Behind makeshift barriers along Pennsylvania Avenue, construction workers were transforming the Old Post Office Pavilion into the luxury Trump International Hotel.
“He doesn’t like the Hispanic people,” said Alex Jimenez, an Uber driver who moved from Bolivia 15 years ago and brought his two children, ages 11 and 6, to the protest from their home 50 miles away in Fredericksburg, Va. “I want to let them know how the world is.”
When he announced his plans to seek the Republican presidential nomination last month, Trump characterized some illegal Mexican immigrants as drug dealers and rapists, prompting an outcry of protest across the country — notable even for a mogul whose celebrity persona has long centered on his brash comments.
Some longtime business partners, including NBC and Macy's, severed ties. Celebrity chef José Andrés, who has a lease to open a restaurant in the lobby of the hotel, announced that he's backing out. Chef Geoffrey Zakarian said Thursday that he also will cancel plans to open a restaurant in the hotel. Zakarian, according to a Trump spokeswoman, had put down a nonrefundable $490,167 deposit to secure his lease.

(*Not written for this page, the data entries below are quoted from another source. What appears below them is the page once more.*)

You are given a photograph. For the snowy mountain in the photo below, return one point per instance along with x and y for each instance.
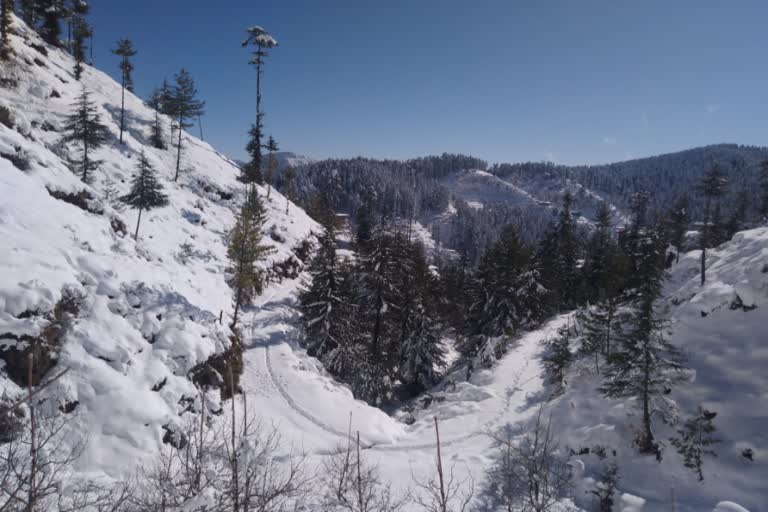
(130, 321)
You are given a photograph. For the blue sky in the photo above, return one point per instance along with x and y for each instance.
(567, 81)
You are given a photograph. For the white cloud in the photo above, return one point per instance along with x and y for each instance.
(713, 108)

D.C. Council member David Grosso (I-At Large) said at Thursday’s rally that the city should demand that Trump abandon the project.
But a spokeswoman for the General Services Administration, which manages the project, said Trump had not violated his lease, and members of Congress had not raised concerns with the agency. “We haven’t gotten any complaints,” said agency spokeswoman Mafara Hobson.
And that huge Trump sign? Hobson said that’s no more than a standard temporary construction sign.
Just last year, city leaders welcomed the controversial figure to the District.
Trump’s company, the Trump Organization, beat out a slew of competitors for the Old Post Office deal after he and his daughter, Ivanka, committed to spend $200 million to turn the 1890s-era building into a luxury hotel.
After agreeing to terms on a 60-year lease with the GSA, the Trump Organization furthered its commitment, agreeing to put up $42 million of its own money.
Things were going swimmingly. The company broke ground two years ago — posing for dozens of photos at a ceremony with top city officials — and construction has stayed well ahead of schedule. In recent weeks, workers have been building a 14,000-square-foot ballroom, installing a tempered glass skylight that covers nearly half an acre, preserving windows and erecting a grand platform for what was supposed to be a destination restaurant by Andrés.
“Donald Trump’s recent statements disparaging immigrants make it impossible for my company and I to move forward with opening a successful Spanish restaurant in Trump International’s upcoming hotel in Washington, D.C.,” Andrés wrote in a statement.
Trump’s golf business has also taken a serious hit. The PGA of America pulled its Grand Slam of Golf tournament from Trump’s course in Los Angeles, which had been scheduled for Oct. 20-21.
A much bigger loss for Trump and his family would come if the PGA were to also pull the 2017 Senior PGA Championship, scheduled on his course along the Potomac River in Loudoun County. Late last month, Trump and PGA officials unveiled $25 million in improvements at the course.
“There’s a reason we’re doing these events with Donald Trump,” said Peter P. Bevacqua, chief executive of PGA of America said at the time. “It’s because he believes in the game. He creates really just masterworks of golf courses and golf properties.”
So far there has been no change. “Going forward, we will continue to make decisions based on a strong commitment to diversity and inclusion,” the PGA said in a statement.
On Thursday, dozens of protesters called the Old Post Office Pavilion “the people’s building.” They carried signs stating that immigrants “are not rapists” and chanted in English and Spanish, “Donald Trump has got to go.” One banner said: “We the people declare Donald Trump morally bankrupt.”
“I’m concerned that [youths] are watching racism become the new normal,” said Catalina Talero, executive director of the nonprofit organization One World Youth Project. “This is a building, but it’s also a historic landmark. The idea of Trump acquiring it is deeply offensive.”
Lorena Rodriguez, a housekeeper at a District hotel, took the day off work to attend the protest.
“I’m a resident now, but I think about everyone else,” said Rodriguez, who left El Salvador about 20 years ago. “I don’t want his discrimination.”
Trump still has some local support. Near the rally Thursday, a handful of Trump backers criticized undocumented immigrants.
An Advisory Neighborhood Commissioner who oversees the downtown strip where the hotel is located said that Trump is an effective businessman who will bring economic benefit to the District.
“I wish he could recant on his words,” said commissioner John Tinpe. “I think the neighborhood has something to gain. He’s a good businessman. Unfortunately, his words were a poor choice.”